Now, I have no particular beef with Domo. Other than being next-generation BI, I must admit to always having had some trouble figuring out what they do — in part due to the abnormal secrecy they had in their early days. I know they don’t compete with Host Analytics so I have no beef there. I also know they have sexed-up the BI category a bit, and they’ve certainly done a great job of positioning themselves as a cool company and have created a lot of buzz in the market.
But at what cost?
Domo has raised $483M. It does cause one to wonder about their capital-to-ARR ratio, which is a great overall capital efficiency metric and one that no ever seems to talk about.
- While I don’t know in Domo’s case, I’d guess for many unicorns that this ratio is 10 to 20x — where the company is running a kind of perpetual motion machine strategy where you generate the Halo Effects hoping to drive the sales that justify the valuation that you got on your last financing. This strategy, as many will discover, works well until it doesn’t. If the epitaph of Bubble 1.0 was about Network Effects, that of Bubble 2.0 will be about Halo Effects. Remember Warren Buffet’s famous quote: “only when the tide goes out can you see who’s swimming naked.”

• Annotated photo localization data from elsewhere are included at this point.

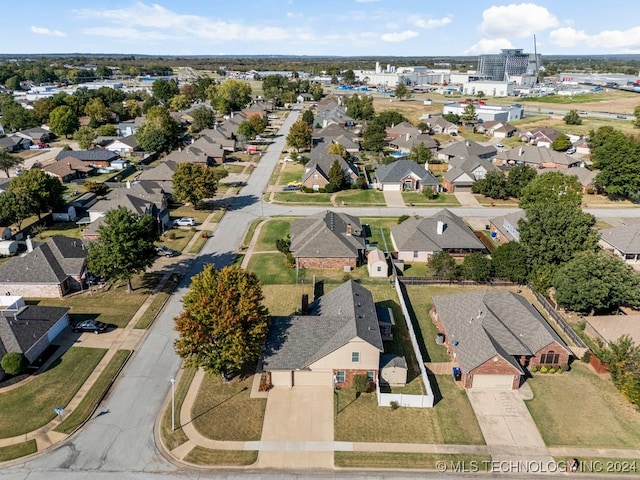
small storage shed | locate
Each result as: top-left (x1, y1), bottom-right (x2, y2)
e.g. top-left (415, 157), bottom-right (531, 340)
top-left (379, 354), bottom-right (408, 387)
top-left (367, 249), bottom-right (388, 278)
top-left (0, 240), bottom-right (18, 256)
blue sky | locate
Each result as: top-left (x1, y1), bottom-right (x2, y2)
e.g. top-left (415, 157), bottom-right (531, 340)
top-left (2, 1), bottom-right (639, 57)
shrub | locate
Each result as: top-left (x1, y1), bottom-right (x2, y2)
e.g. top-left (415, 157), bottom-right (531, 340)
top-left (397, 214), bottom-right (410, 224)
top-left (1, 352), bottom-right (28, 375)
top-left (539, 365), bottom-right (548, 374)
top-left (558, 364), bottom-right (569, 373)
top-left (284, 252), bottom-right (295, 268)
top-left (581, 351), bottom-right (591, 363)
top-left (548, 367), bottom-right (556, 374)
top-left (341, 273), bottom-right (351, 283)
top-left (390, 401), bottom-right (400, 410)
top-left (166, 231), bottom-right (176, 240)
top-left (530, 365), bottom-right (539, 373)
top-left (353, 374), bottom-right (370, 396)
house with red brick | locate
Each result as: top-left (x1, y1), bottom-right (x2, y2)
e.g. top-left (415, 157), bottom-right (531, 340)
top-left (262, 280), bottom-right (384, 388)
top-left (290, 210), bottom-right (365, 269)
top-left (432, 290), bottom-right (571, 389)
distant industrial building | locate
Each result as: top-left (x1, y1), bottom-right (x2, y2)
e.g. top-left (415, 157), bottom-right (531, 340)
top-left (443, 103), bottom-right (524, 122)
top-left (477, 49), bottom-right (541, 82)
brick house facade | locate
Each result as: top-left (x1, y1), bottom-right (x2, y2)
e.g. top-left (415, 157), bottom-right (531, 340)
top-left (333, 368), bottom-right (378, 389)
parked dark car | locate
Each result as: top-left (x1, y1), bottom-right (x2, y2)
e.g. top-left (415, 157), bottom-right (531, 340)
top-left (282, 185), bottom-right (300, 191)
top-left (616, 114), bottom-right (628, 119)
top-left (72, 319), bottom-right (107, 334)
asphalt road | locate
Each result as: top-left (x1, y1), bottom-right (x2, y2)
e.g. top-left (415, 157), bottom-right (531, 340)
top-left (2, 107), bottom-right (640, 480)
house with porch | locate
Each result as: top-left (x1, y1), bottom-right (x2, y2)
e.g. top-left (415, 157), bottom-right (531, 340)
top-left (262, 280), bottom-right (384, 388)
top-left (374, 160), bottom-right (439, 192)
top-left (432, 290), bottom-right (571, 389)
top-left (493, 146), bottom-right (581, 169)
top-left (442, 156), bottom-right (500, 193)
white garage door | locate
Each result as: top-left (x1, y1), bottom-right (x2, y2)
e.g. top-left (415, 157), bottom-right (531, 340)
top-left (454, 185), bottom-right (473, 193)
top-left (293, 371), bottom-right (332, 386)
top-left (383, 184), bottom-right (402, 191)
top-left (472, 374), bottom-right (514, 389)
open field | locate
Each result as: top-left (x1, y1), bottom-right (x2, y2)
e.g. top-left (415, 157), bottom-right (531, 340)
top-left (526, 363), bottom-right (640, 448)
top-left (510, 114), bottom-right (640, 137)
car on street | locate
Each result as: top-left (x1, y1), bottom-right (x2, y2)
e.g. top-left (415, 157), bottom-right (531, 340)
top-left (173, 217), bottom-right (196, 226)
top-left (579, 111), bottom-right (588, 115)
top-left (72, 319), bottom-right (108, 334)
top-left (156, 246), bottom-right (179, 257)
top-left (617, 114), bottom-right (628, 119)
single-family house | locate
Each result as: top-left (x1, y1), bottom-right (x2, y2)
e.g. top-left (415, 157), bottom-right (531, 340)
top-left (14, 127), bottom-right (52, 143)
top-left (429, 117), bottom-right (459, 136)
top-left (599, 222), bottom-right (640, 263)
top-left (56, 149), bottom-right (120, 168)
top-left (118, 117), bottom-right (145, 137)
top-left (386, 122), bottom-right (421, 141)
top-left (0, 135), bottom-right (31, 152)
top-left (475, 120), bottom-right (517, 139)
top-left (163, 147), bottom-right (210, 167)
top-left (536, 166), bottom-right (597, 194)
top-left (198, 128), bottom-right (236, 152)
top-left (262, 280), bottom-right (384, 388)
top-left (42, 158), bottom-right (95, 183)
top-left (432, 290), bottom-right (572, 389)
top-left (104, 135), bottom-right (139, 156)
top-left (367, 249), bottom-right (388, 278)
top-left (301, 149), bottom-right (359, 190)
top-left (388, 134), bottom-right (438, 155)
top-left (573, 137), bottom-right (591, 155)
top-left (493, 146), bottom-right (581, 169)
top-left (290, 211), bottom-right (365, 269)
top-left (135, 159), bottom-right (178, 195)
top-left (390, 209), bottom-right (485, 262)
top-left (0, 235), bottom-right (88, 298)
top-left (314, 105), bottom-right (354, 129)
top-left (189, 136), bottom-right (226, 164)
top-left (437, 140), bottom-right (496, 162)
top-left (519, 127), bottom-right (562, 148)
top-left (374, 160), bottom-right (440, 192)
top-left (0, 295), bottom-right (70, 379)
top-left (488, 210), bottom-right (526, 244)
top-left (442, 156), bottom-right (500, 193)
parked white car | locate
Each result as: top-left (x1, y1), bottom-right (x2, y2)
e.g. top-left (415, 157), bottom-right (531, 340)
top-left (173, 217), bottom-right (196, 227)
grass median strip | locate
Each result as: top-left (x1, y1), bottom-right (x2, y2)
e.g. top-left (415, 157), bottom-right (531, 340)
top-left (54, 350), bottom-right (131, 435)
top-left (135, 276), bottom-right (180, 329)
top-left (161, 367), bottom-right (197, 451)
top-left (335, 452), bottom-right (491, 470)
top-left (0, 440), bottom-right (37, 462)
top-left (184, 447), bottom-right (257, 466)
top-left (0, 347), bottom-right (106, 438)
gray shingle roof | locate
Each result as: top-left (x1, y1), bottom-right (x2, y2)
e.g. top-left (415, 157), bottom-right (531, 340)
top-left (0, 306), bottom-right (69, 354)
top-left (302, 150), bottom-right (358, 184)
top-left (391, 209), bottom-right (485, 252)
top-left (56, 149), bottom-right (120, 162)
top-left (380, 354), bottom-right (407, 369)
top-left (290, 211), bottom-right (365, 259)
top-left (497, 146), bottom-right (579, 167)
top-left (438, 140), bottom-right (496, 159)
top-left (443, 156), bottom-right (499, 184)
top-left (262, 281), bottom-right (383, 370)
top-left (376, 160), bottom-right (439, 186)
top-left (600, 222), bottom-right (640, 255)
top-left (0, 236), bottom-right (87, 284)
top-left (433, 290), bottom-right (570, 373)
top-left (89, 183), bottom-right (166, 217)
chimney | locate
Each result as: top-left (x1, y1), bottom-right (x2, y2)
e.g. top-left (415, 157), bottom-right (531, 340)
top-left (26, 235), bottom-right (33, 253)
top-left (126, 180), bottom-right (131, 189)
top-left (301, 294), bottom-right (309, 315)
top-left (346, 223), bottom-right (352, 236)
top-left (437, 220), bottom-right (446, 235)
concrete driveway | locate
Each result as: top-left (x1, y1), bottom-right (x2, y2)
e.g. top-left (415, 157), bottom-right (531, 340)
top-left (467, 389), bottom-right (553, 463)
top-left (383, 190), bottom-right (406, 208)
top-left (454, 191), bottom-right (482, 207)
top-left (256, 386), bottom-right (334, 470)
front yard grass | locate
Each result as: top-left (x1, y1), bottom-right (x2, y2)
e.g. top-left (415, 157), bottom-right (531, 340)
top-left (0, 440), bottom-right (37, 462)
top-left (55, 350), bottom-right (131, 434)
top-left (335, 452), bottom-right (491, 470)
top-left (191, 372), bottom-right (266, 441)
top-left (278, 162), bottom-right (304, 185)
top-left (334, 375), bottom-right (484, 444)
top-left (170, 205), bottom-right (212, 224)
top-left (159, 228), bottom-right (196, 253)
top-left (34, 274), bottom-right (157, 328)
top-left (272, 192), bottom-right (332, 204)
top-left (246, 252), bottom-right (297, 285)
top-left (525, 363), bottom-right (640, 448)
top-left (402, 192), bottom-right (461, 207)
top-left (473, 195), bottom-right (519, 207)
top-left (254, 218), bottom-right (292, 252)
top-left (0, 347), bottom-right (106, 438)
top-left (333, 189), bottom-right (386, 206)
top-left (184, 447), bottom-right (257, 466)
top-left (35, 222), bottom-right (83, 240)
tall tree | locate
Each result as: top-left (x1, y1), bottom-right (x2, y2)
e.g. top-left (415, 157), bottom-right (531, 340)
top-left (551, 134), bottom-right (572, 151)
top-left (590, 127), bottom-right (640, 201)
top-left (394, 82), bottom-right (410, 101)
top-left (9, 168), bottom-right (64, 219)
top-left (427, 251), bottom-right (458, 280)
top-left (345, 94), bottom-right (374, 121)
top-left (172, 163), bottom-right (227, 208)
top-left (210, 79), bottom-right (252, 114)
top-left (342, 69), bottom-right (356, 85)
top-left (49, 105), bottom-right (80, 137)
top-left (408, 143), bottom-right (433, 164)
top-left (460, 104), bottom-right (477, 124)
top-left (634, 105), bottom-right (640, 129)
top-left (190, 106), bottom-right (215, 133)
top-left (84, 97), bottom-right (109, 125)
top-left (362, 122), bottom-right (386, 152)
top-left (472, 170), bottom-right (508, 199)
top-left (87, 207), bottom-right (158, 293)
top-left (286, 119), bottom-right (312, 152)
top-left (0, 190), bottom-right (37, 230)
top-left (552, 251), bottom-right (640, 314)
top-left (174, 265), bottom-right (270, 377)
top-left (327, 159), bottom-right (347, 191)
top-left (74, 126), bottom-right (96, 150)
top-left (309, 83), bottom-right (323, 101)
top-left (463, 253), bottom-right (493, 282)
top-left (506, 164), bottom-right (537, 198)
top-left (519, 171), bottom-right (583, 210)
top-left (135, 105), bottom-right (180, 153)
top-left (491, 241), bottom-right (529, 283)
top-left (151, 79), bottom-right (180, 103)
top-left (564, 109), bottom-right (582, 125)
top-left (301, 109), bottom-right (314, 126)
top-left (0, 148), bottom-right (23, 178)
top-left (372, 110), bottom-right (407, 128)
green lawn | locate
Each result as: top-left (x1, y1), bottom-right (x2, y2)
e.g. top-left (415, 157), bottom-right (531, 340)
top-left (334, 375), bottom-right (484, 444)
top-left (526, 363), bottom-right (640, 448)
top-left (272, 192), bottom-right (333, 204)
top-left (261, 284), bottom-right (315, 316)
top-left (402, 192), bottom-right (461, 207)
top-left (55, 350), bottom-right (131, 434)
top-left (522, 91), bottom-right (636, 105)
top-left (0, 440), bottom-right (37, 462)
top-left (334, 189), bottom-right (386, 206)
top-left (278, 163), bottom-right (304, 185)
top-left (161, 367), bottom-right (197, 451)
top-left (191, 373), bottom-right (266, 441)
top-left (0, 347), bottom-right (106, 438)
top-left (159, 228), bottom-right (197, 253)
top-left (170, 204), bottom-right (213, 224)
top-left (361, 217), bottom-right (398, 251)
top-left (35, 222), bottom-right (83, 240)
top-left (242, 218), bottom-right (262, 248)
top-left (246, 252), bottom-right (297, 285)
top-left (254, 218), bottom-right (292, 252)
top-left (184, 447), bottom-right (257, 466)
top-left (135, 275), bottom-right (180, 329)
top-left (34, 274), bottom-right (156, 328)
top-left (402, 262), bottom-right (429, 276)
top-left (335, 452), bottom-right (491, 470)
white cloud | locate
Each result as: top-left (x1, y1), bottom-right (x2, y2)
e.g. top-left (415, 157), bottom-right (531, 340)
top-left (409, 15), bottom-right (452, 29)
top-left (464, 38), bottom-right (514, 55)
top-left (30, 26), bottom-right (66, 37)
top-left (550, 26), bottom-right (640, 52)
top-left (74, 2), bottom-right (290, 42)
top-left (381, 30), bottom-right (419, 42)
top-left (480, 3), bottom-right (559, 38)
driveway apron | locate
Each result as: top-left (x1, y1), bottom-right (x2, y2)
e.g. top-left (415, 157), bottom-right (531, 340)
top-left (255, 386), bottom-right (334, 469)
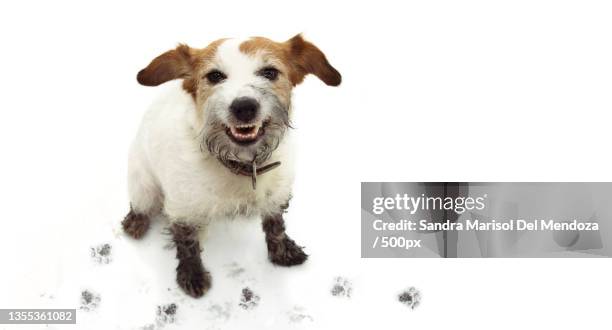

- I know for a reasonably capital-efficient SaaS business the capital-to-ARR ratio might be 2-3x. Perhaps an order of magnitude difference.
Back to our core topic — what’s an example of something that looks like a good idea when you have $483M burning a hole in your pocket that, well, might not look like such a good idea if you were forced to lead a more frugal marketing existence?
How about a YouTube mini-series with Alec Baldwin? That’s exactly what Domo did.